After it was gone, Carl sighed and noticing a loose feather sticking straight up front the chicken's head, he plucked it off, making the chicken cringe and chuff a little. He patted it.

"Sorry. Just hold still. I'm sure it'll happen any minute." And then a thought occurred to Carl, and before he'd thought better of his thought, he said it out loud. "I wonder why he didn't make you a rooster?"

Carl grew concerned as the chicken seemed shake, and one eye opened much bigger than the other in an unnatural way. And then chicken was using claws and beak to actually climb his sleeve.

"What, what are you--just calm down now, you don't want to change back while you're sitting on my shoulder."

But that wasn't what the chicken had in mind. Once it reached Carl's shoulder, it hopped on top of his head and began pecking in earnest, squawking and almost growling as it did so. Carl yelped and grabbed the chicken to hold it in front of his face. If chickens had mouths like humans, this one would have been gritting its teeth and grinding its bottom jaw back and forth.

"Gabriel, all I'm saying is--"

And then he was Van Helsing again, his face in Carl's hands. He fell forward against the friar who managed to hold them both upright, thanks to the table behind him.

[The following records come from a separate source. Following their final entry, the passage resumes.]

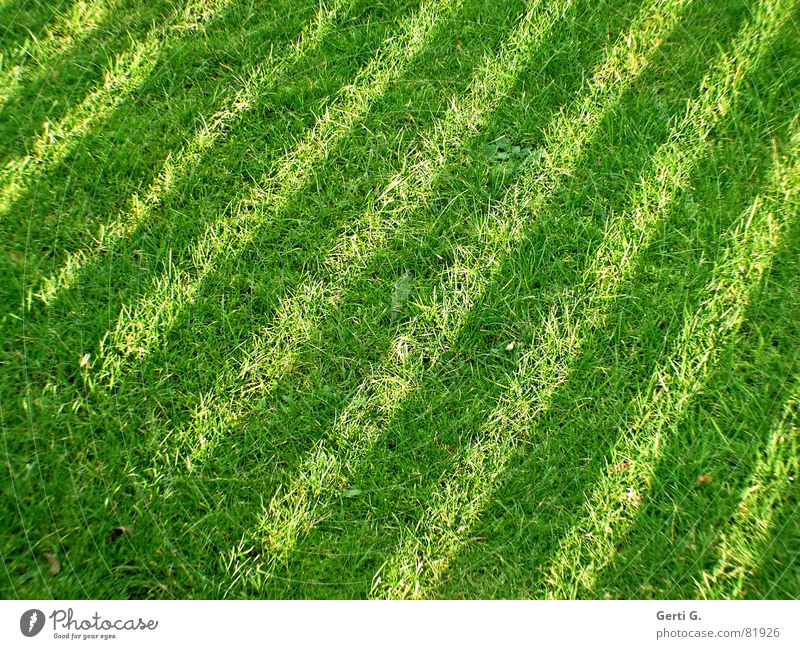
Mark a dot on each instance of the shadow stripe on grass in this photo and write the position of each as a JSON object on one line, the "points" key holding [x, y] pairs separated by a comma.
{"points": [[418, 564], [176, 168], [128, 74], [292, 513], [588, 548]]}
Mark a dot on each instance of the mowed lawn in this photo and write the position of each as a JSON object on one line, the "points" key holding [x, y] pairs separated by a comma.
{"points": [[400, 299]]}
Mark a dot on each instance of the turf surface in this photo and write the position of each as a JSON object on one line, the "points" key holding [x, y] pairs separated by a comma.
{"points": [[441, 299]]}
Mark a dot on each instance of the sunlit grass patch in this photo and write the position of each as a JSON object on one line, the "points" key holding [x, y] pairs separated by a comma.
{"points": [[413, 299]]}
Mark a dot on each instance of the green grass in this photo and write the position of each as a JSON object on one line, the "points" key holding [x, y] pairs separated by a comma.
{"points": [[446, 299]]}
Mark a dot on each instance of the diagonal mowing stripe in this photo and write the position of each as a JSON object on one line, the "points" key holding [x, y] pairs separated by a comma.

"Why didn't he change me into a ROOSTER?" Van Helsing shouted, even in his dizziness.

"It was just an observation, for goodness' sake, not an implication--"

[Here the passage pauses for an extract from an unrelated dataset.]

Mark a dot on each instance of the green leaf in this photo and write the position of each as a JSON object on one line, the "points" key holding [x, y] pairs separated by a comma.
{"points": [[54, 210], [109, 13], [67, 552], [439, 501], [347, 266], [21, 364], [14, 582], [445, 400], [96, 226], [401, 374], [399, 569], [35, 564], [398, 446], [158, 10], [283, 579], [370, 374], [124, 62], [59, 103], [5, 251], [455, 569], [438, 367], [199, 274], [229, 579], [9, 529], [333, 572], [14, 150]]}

"Why didn't he change me into a doe. Or how about a soft fuzzy little bunny rabbit!?"

"--I wasn't trying to slight your masculinity in any way, though the Beholder now, that's a different story--"

"I was about one puppet show and one more peek into your robes away from tying its eyestalks in tight little knots and pecking your ankles."

Carl plucked a stray chicken feather out of Gabriel's hair and giggled nervously. "Well, at least that's over with, for good this time." Almost blushing, he said softly. "So. . . where were we, before. . . you know. . .the chicken thing?"

Gabriel smiled and leaned closer to Carl, as he had been before 'the chicken thing.' "I think I was getting very close to finding out why that thing seems so fascinated with your undergarments. Unless memory fails."

Carl smiled shyly and leaned forward, his eyes closing in anticipation. . . before he opened them again and looked into the man's face for a moment, frowning slightly . "Wouldn't it be hard for a chicken to tie--"

"Don't say it, Carl. Just. Don't. Say it." He pulled himself up straight, bringing the friar with him, ushering him up the stairs and back to his room, casting one last glance around the lab for eyestalks peeking around a corner.

As soon as they'd made it inside the room, Carl squeaked and instinctively swatted at the eyestalk roving around under his robe. . . until he remembered the Beholder was gone, and that eyestalks didn't have fingers.

Meanwhile, the Beholder chuckled and floated away from the Vatican. "A bunny rabbit! Why didn't I think of that?"